Here are a couple reasons why the translations table schema bothers me. First it is brittle, changing or adding a locale means that the table schema must be altered. Does the code have to be modified to handle a changing schema? Second, the database's referential integrity checking is subverted because the foreign_id column refers to more than one table. I've never seen that kind of feature supported for referential integrity in an RDBMS. That means the referential integrity must be handled externally. The foreign key relationship seems backwards to me.

Consider this alternative: make the translations table a simple three column table - a non-unique id, a locale and a string. Together the non-unique id and the locale make up the primary key. For each column in another table that needs a translation, replace that column with a partial key to the translations table id column.
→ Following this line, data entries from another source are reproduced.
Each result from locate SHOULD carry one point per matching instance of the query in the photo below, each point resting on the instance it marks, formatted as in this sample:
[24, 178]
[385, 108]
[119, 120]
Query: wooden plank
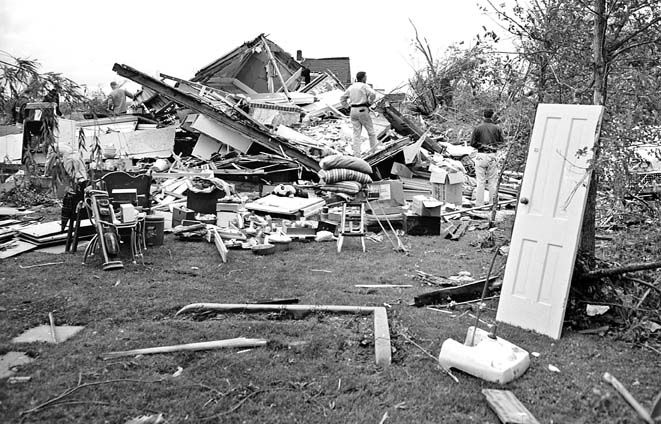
[275, 66]
[508, 408]
[546, 232]
[383, 286]
[382, 349]
[220, 134]
[391, 150]
[271, 142]
[16, 247]
[216, 344]
[458, 294]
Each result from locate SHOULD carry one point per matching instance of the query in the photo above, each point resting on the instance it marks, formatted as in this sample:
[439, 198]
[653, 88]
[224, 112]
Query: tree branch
[609, 272]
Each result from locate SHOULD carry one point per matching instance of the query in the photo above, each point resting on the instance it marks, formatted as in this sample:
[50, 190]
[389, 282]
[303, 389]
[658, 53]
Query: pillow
[346, 162]
[346, 187]
[341, 174]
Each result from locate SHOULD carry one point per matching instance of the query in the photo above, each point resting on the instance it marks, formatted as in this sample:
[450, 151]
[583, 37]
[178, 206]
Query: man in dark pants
[360, 96]
[486, 138]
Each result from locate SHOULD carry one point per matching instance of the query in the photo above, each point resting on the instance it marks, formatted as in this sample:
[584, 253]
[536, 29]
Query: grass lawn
[331, 378]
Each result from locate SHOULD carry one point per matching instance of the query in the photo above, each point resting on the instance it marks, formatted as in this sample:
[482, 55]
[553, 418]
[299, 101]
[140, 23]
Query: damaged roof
[247, 64]
[339, 66]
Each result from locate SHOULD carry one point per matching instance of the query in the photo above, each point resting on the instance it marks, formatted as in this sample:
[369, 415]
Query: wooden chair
[119, 180]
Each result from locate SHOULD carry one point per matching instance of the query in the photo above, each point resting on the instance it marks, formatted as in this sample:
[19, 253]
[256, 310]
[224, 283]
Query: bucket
[154, 226]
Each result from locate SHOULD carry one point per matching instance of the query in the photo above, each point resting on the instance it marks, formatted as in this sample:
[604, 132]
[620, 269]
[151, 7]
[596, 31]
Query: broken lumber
[508, 408]
[220, 245]
[382, 349]
[466, 292]
[383, 286]
[609, 272]
[216, 344]
[271, 142]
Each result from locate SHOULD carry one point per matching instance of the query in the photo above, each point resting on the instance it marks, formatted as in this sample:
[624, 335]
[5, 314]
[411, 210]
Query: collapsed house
[246, 139]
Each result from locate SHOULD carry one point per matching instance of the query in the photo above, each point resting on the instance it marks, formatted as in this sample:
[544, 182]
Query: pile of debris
[257, 121]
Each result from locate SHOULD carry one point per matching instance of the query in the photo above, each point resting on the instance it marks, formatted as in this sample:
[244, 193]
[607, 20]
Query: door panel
[549, 217]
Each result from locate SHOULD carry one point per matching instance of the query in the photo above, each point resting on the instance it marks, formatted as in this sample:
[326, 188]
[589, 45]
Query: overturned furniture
[382, 350]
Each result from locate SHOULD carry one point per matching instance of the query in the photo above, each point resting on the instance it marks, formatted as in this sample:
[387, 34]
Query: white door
[549, 216]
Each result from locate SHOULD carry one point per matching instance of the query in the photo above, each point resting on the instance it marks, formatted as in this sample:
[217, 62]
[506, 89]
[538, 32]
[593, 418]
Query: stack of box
[447, 185]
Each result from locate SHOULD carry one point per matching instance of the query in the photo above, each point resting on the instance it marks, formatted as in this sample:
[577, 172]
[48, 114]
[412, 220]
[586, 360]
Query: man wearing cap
[359, 97]
[486, 139]
[117, 99]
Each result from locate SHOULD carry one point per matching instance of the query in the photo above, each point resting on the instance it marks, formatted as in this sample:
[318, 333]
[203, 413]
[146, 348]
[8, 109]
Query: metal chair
[108, 228]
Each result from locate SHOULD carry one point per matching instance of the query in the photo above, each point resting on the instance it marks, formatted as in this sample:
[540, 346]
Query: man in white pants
[486, 138]
[360, 96]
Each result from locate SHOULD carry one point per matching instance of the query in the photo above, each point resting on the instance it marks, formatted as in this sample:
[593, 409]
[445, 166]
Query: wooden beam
[508, 408]
[275, 65]
[271, 142]
[382, 349]
[216, 344]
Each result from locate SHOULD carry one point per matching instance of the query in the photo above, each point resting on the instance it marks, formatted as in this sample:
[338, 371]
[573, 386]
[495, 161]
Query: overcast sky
[83, 39]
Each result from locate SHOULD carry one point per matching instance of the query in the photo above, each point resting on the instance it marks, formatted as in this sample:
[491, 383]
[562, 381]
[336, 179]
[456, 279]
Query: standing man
[359, 97]
[486, 138]
[117, 99]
Whenever you select a row needing translations from a table, you simply add a join to the translations table using the partial key and the locale.
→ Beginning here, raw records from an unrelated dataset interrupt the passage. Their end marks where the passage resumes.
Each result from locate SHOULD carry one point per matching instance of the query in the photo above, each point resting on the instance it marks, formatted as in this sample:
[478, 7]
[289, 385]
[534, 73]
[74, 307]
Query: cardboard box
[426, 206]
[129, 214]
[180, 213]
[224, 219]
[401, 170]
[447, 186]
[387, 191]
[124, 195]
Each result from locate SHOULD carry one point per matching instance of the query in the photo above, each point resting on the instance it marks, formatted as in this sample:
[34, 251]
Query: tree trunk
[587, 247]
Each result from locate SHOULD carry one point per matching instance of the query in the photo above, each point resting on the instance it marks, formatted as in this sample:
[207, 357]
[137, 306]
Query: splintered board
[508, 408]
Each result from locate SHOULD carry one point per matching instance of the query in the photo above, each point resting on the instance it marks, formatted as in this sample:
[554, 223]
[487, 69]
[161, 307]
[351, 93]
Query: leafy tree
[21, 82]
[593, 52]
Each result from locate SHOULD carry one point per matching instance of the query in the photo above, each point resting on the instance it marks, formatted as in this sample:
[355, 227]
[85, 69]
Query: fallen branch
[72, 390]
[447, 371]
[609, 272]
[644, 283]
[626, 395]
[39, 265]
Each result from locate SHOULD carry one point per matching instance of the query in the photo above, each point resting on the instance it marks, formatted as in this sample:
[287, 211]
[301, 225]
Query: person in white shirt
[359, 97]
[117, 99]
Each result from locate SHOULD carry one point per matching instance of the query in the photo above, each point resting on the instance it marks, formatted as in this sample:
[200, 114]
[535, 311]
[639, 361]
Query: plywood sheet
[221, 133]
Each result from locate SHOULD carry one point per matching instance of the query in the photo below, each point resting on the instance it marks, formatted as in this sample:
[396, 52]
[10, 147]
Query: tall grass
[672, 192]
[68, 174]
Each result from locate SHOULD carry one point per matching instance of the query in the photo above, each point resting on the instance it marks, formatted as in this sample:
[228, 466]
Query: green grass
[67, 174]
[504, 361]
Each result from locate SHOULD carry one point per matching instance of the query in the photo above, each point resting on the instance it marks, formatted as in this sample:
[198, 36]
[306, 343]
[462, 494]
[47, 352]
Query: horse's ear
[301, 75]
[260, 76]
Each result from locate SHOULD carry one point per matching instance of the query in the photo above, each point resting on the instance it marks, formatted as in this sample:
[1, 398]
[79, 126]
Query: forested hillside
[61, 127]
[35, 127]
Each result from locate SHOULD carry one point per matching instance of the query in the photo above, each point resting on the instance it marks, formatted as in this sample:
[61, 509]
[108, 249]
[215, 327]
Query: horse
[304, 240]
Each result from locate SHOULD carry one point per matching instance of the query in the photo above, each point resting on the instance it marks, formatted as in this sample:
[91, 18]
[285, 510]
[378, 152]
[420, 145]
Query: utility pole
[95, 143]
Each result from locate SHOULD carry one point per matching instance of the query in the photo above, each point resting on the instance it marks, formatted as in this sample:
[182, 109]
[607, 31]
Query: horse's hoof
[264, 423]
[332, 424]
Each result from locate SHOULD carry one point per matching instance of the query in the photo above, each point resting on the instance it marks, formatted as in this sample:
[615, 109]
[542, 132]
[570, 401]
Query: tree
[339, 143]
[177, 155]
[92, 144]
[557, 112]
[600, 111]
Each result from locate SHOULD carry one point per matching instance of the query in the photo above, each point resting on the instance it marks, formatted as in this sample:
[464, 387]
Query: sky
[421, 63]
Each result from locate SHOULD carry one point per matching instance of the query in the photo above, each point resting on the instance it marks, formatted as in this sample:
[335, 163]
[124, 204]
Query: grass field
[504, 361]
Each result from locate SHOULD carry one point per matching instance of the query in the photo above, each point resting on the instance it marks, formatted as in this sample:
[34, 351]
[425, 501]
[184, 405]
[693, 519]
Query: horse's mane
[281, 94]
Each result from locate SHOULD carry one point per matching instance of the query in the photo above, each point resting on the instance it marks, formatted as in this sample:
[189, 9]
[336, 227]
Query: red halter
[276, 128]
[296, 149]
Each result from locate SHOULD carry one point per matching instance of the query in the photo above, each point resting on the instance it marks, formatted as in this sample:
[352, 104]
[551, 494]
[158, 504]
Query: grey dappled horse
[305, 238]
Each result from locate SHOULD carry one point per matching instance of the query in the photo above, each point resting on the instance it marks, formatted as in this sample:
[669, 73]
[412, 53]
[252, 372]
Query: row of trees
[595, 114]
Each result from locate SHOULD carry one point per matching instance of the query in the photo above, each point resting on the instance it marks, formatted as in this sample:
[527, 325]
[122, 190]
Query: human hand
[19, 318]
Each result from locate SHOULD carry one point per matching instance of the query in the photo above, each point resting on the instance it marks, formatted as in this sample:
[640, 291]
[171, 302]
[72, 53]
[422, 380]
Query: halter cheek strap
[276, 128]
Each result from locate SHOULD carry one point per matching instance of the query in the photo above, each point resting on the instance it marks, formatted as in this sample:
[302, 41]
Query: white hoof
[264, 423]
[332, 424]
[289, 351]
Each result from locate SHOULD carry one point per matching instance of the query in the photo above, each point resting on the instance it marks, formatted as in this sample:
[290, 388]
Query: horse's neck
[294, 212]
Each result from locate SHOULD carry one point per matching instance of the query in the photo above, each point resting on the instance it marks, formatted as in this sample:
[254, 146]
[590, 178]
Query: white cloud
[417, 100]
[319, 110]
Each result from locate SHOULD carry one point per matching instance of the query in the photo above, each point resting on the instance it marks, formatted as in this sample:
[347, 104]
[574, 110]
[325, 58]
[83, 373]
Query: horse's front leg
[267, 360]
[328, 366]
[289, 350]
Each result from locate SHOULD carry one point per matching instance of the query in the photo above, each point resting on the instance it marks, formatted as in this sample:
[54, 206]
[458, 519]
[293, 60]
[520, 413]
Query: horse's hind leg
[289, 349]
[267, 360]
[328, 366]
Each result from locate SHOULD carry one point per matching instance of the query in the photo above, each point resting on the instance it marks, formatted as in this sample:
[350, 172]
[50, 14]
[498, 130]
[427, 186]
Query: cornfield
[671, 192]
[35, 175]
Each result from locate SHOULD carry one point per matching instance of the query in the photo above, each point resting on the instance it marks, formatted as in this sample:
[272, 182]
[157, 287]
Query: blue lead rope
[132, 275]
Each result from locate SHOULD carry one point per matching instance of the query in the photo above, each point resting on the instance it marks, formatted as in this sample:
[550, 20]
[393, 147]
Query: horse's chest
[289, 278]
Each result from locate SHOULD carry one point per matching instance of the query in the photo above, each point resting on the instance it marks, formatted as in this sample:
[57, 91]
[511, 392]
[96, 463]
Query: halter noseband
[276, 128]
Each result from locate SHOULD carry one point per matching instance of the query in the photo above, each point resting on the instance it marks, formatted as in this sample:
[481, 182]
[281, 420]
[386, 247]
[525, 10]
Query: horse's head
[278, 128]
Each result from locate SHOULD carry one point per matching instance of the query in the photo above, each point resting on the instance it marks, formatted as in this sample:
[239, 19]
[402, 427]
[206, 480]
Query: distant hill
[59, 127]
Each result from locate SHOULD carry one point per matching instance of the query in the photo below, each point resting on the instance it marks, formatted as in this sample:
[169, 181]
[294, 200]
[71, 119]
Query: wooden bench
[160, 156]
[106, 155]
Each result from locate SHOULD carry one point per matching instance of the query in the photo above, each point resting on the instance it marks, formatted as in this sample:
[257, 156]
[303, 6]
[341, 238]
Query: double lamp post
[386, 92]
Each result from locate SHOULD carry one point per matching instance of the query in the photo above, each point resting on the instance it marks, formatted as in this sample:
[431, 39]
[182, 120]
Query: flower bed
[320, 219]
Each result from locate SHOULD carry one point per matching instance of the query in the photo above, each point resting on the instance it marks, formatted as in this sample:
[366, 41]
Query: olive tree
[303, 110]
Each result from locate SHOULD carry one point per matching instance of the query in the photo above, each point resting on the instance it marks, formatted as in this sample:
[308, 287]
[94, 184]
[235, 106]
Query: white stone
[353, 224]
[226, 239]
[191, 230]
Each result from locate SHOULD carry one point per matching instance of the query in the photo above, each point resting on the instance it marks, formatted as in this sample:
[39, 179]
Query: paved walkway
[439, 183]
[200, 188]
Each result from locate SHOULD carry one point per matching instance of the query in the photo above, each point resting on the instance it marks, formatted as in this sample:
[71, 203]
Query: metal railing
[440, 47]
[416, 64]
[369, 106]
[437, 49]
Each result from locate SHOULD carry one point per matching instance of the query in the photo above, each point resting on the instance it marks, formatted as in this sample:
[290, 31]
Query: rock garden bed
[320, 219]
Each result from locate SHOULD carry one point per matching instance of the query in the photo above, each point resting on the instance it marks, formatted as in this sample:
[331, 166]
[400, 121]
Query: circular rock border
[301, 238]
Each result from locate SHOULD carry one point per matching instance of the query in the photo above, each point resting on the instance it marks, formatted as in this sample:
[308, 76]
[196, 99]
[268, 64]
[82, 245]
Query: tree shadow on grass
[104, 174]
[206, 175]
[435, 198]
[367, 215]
+------------------+------------------+------+-----+---------+-------+
| Field            | Type             | Null | Key | Default | Extra | 
+------------------+------------------+------+-----+---------+-------+
| id               | int(11) unsigned |      | PRI | 0       |       |       
| locale           | varchar(10)      |      | PRI |         |       |       
| localized_string | text             |  yes |     | NULL    |       |       
+------------------+------------------+------+-----+---------+-------+

pros

  • referential integrity
  • extensible - new or changed locale just means additional rows

cons

  • more complicated SQL - enough so to affect preformance? It depends on how many translations are needed in one query. I'll start to get worried at six in a single query.

example

translation table

+----+--------+------------------+
| id | locale | localized_string |
+----+--------+------------------+
| 1  | en-us  | hello            |
| 1  | de     | Guten Tag        |
| 2  | en-us  | help             |
| 2  | de     | Hilfe            |
+----+--------+------------------+

a table

+----+----------+----------+
| id | greeting | danger   |
+----+----------+----------+
| 1  | 1        | 2        |
+----+----------+----------+

sql for english

select a.id, g.localized_string as greeting, d.localized_string as danger
from ((a join translation as g on a.greeting = g.id)
         join translation as d on a.greeting = d.id)
where
 g.locale = 'en-us' 
 and d.locale = 'en-us';
+----+----------+----------+
| id | greeting | danger   |
+----+----------+----------+
| 1  | hello    | help     |
+----+----------+----------+

Now there are a couple of problems with this simplified technique. First, if you have a query that requires ten localized strings, then you need to add ten joins to the query. Nesting joins that deep make the SQL nearly unreadable. Second, if a localized string is missing, there is no simple (non-hacky) way to fetch a default value without resorting to another query.

Updating locales

These steps are most commonly executed in order.

extracting

After l10n strings have been added to the code files/views, they have to be extracted. There's a shell script that goes through the controllers, models and views (.php and .thtml files) and searches for gettext strings. The extracted strings are stored into ./messages.po .

Execute from the app dir:
./locale/extract-po.sh

merging

To bring the respective .po files of the individual locales up to date, execute from the app directory:

./locale/merge-po.sh messages.po ./locale
where messages.po is the file created by the extraction step and ./locale is the directory in which all the locales lie. The merge script will merge the new strings from messages.po into every *.po file underneath ./locale, then.

"compiling"

After translation, plain text .po files (PO = portable object) have to be translated into binary .mo files (MO = machine object). There's a third script you can run for that:

./locale/compile-mo.sh ./locale

This will make a .mo file in the same directory of every .po file.